SAP Cloud Platform (SCP) is an open platform-as-a-service (PaaS) product that provides core services, for building and extending cloud applications on multiple cloud IaaSes. SCP supports AWS, Azure, GCP, and Alibaba Cloud.
One of the core services provided by SCP is PostgreSQL as a Service (PostgreSQL-as-a-Service). Each PostgreSQL-as-a-Service instance consists of 5 VMs - Postgres-Master, Postgres-Standby, and 3-PGPOOL VMs. Data is replicated asynchronously from Postgres-Master to Postgres-Standby.
SCP manages more than 10000 PostgreSQL-as-a-Service instances across multiple IAASs.

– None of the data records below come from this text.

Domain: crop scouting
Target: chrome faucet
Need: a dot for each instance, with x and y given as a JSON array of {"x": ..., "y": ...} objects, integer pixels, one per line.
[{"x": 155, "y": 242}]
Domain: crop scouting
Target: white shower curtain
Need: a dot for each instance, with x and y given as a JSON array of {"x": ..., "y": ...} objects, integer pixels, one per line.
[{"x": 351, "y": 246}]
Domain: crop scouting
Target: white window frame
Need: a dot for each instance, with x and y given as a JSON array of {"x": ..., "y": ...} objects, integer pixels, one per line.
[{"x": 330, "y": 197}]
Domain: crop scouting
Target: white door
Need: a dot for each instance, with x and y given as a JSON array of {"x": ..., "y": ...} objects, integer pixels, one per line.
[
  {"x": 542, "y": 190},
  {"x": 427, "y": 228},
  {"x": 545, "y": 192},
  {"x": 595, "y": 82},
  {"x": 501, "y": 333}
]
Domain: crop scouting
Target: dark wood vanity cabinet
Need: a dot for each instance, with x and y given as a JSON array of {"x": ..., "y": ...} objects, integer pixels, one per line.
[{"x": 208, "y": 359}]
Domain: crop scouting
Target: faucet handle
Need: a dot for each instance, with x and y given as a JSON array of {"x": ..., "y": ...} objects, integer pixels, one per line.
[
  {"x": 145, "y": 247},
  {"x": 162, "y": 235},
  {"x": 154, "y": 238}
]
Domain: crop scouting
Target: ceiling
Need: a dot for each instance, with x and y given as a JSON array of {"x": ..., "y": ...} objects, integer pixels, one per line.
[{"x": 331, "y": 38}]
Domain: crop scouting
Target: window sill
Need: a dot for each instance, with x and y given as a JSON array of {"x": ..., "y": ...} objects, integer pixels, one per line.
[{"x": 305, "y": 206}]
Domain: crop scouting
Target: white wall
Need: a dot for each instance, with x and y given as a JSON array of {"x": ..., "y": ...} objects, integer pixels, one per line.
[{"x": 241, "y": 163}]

PostgreSQL-as-a-Service leverages the disk Snapshots offering of different IaaSes to take backups. Data directory of the Postgres instance is present on the persistent disk attached to the VMs on which Postgres is running. A snapshot of the persistent disk is created while taking backup. The snapshot service offering by IaaSes comes with in-built support for encryption and replication of Snapshots across multiple facilities. Backups are taken online, which means there is no downtime during the backup. One of the main advantages of physical backup is that it can support Point-In-Time-Recovery(PITR). This helps in recovering the database to any timestamp or a particular transaction ID. WAL logs are archived on cloud-provided storage service, to support PITR.
For restore, the backed-up snapshot is used to create disks. These disks are mounted on the PostgreSQL VMs(primary & standby). The old persistent disks are released once the new disks are attached successfully. The service downtime depends on the time taken for creating the disks from the snapshot. On some IaaSes, it depends on the data size, whereas on others it is independent. In case of PITR based restore, WAL logs are replayed after disks are attached.
A service broker is used to manage the backup of a large scale of PostgreSQL clusters. It schedules the backup of each service instance with some fixed interval(depending on SLAs). Restore is an on-demand event available as self-service to customer. The broker exposes API, to trigger restore on PostgreSQL cluster.
Backup and Restore related SLAs are agreed upon by customers, hence monitoring of these features are quite important. A monitoring agent runs in every PostgreSQL VM to report its health metrics along with backup status of all the PostgreSQL cluster.
In case when backup fails or after restore the service instance is not running, email based alerts are raised.